Invited Speaker Australian Society for Microbiology Annual Scientific Meeting 2023

New tools to explore metagenomic data (95312)

Gene Tyson 1
  1. Queensland University of Technology, Woolloongabba, QLD, Australia

Advances in DNA sequencing and bioinformatics have dramatically increased the rate of recovery of microbial genomes from metagenomic data. However, recovery of genomes from low abundance microorganisms and mobile genetic elements (MGEs) from metagenomic data poses both computational and scientific challenges. Recently the team at the Centre for Microbiome Research has developed three new tools, Ibis (Bin Chicken), CheckM2 and RecurM, to overcome these limitations.

 

Ibis uses single-copy marker genes to select metagenomes for coassembly to improve recovery of metagenome-assembled genomes (MAGs) from previously un-recovered microbial species (typically low abundance microorganisms). We demonstrate that Ibis can dramatically increase the number and diversity of MAGs coming from closely related habitats or temporal metagenomic data from the same site.

 

Assessing the quality of MAGs is a critical step prior to downstream analysis. CheckM2 is an improved method of predicting genome quality (completeness and contamination) of MAGs using machine learning. We show that CheckM2 accurately predicts genome quality for MAGs from novel lineages, even those with reduced genome size (e.g. symbionts) such as members of the Patescibacteria and the DPANN superphylum. CheckM2 provides accurate genome quality predictions across all bacterial and archaeal lineages, giving increased confidence when inferring biological conclusions from MAGs. 

 

RecurM is a reference-free method for finding novel MGEs based on recurrent assembly. RecurM uniquely leverages between-samples information to find the same MGEs assembled across many different metagenomes.
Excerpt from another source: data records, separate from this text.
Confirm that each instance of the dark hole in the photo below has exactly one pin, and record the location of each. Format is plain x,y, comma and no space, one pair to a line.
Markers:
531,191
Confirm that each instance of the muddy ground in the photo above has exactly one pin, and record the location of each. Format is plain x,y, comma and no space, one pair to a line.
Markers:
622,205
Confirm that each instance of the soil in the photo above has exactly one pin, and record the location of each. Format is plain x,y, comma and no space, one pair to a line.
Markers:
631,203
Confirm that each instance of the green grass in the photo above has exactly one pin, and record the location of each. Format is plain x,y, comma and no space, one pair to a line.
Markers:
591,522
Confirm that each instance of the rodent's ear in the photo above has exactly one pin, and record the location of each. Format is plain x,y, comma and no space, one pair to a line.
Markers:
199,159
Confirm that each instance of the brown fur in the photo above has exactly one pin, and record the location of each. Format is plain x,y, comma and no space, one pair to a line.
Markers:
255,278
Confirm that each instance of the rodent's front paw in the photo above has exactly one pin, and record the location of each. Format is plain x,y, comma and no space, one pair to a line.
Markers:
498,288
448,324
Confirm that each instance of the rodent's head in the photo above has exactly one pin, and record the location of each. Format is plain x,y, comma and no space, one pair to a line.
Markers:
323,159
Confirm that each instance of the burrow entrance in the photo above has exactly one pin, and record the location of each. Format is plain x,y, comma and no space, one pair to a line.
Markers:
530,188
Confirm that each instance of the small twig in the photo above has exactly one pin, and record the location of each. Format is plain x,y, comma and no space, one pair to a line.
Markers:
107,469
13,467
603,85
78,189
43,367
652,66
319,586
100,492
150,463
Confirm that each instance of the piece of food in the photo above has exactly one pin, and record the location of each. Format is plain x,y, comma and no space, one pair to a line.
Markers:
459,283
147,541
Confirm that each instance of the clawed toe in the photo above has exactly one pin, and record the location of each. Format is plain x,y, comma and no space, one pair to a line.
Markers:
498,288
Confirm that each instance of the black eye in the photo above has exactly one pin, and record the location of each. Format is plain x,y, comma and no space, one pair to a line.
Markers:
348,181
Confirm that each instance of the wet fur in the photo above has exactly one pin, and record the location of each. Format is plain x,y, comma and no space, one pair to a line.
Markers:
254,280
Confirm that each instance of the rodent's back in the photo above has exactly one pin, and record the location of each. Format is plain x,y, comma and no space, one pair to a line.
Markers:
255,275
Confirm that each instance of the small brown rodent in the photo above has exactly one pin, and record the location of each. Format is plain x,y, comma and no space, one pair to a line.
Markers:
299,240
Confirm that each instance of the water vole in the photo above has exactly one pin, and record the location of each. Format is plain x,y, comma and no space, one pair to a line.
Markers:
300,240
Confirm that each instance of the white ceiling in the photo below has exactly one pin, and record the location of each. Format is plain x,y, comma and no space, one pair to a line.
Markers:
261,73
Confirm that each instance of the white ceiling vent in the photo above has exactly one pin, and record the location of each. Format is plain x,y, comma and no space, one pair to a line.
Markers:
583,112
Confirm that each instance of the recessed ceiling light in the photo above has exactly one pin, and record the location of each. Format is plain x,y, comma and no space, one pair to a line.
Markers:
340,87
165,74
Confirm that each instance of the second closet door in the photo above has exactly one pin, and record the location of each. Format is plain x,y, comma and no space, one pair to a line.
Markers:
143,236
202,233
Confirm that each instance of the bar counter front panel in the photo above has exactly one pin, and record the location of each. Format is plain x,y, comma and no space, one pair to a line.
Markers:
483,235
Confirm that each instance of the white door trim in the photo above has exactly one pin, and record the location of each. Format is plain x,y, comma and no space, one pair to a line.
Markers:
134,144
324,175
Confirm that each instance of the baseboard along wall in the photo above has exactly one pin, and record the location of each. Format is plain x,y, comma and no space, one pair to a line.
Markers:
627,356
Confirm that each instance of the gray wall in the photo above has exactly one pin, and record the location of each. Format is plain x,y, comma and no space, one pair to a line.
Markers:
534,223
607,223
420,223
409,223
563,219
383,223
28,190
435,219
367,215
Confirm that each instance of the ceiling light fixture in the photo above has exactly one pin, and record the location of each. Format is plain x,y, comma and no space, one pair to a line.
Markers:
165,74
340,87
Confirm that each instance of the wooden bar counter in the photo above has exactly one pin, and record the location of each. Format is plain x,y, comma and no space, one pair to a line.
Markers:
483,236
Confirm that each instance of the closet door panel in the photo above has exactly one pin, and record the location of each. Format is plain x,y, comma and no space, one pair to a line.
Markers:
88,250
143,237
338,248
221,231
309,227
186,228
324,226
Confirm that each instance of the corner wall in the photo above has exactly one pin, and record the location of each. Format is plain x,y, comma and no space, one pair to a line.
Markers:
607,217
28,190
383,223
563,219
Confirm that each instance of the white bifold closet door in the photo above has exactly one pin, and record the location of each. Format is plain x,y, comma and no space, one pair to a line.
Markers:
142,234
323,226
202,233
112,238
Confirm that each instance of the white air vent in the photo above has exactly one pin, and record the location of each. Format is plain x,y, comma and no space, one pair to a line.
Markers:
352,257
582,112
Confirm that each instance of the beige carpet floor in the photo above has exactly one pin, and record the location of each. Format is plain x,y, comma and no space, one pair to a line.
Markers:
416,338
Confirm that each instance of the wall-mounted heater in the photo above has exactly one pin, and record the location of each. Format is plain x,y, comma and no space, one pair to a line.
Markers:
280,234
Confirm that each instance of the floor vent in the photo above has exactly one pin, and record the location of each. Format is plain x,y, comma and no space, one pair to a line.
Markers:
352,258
RecurM outperforms all other existing tools in its accuracy of MGE recovery on synthetic data. Furthermore, we demonstrate its utility by discovering new plasmids and viruses in publicly available metagenomic datasets that had previously been overlooked.

 

As the volume of available sequencing data continues to grow, these new tools will enhance our ability to recover high-quality microbial genomes and MGEs from diverse habitats.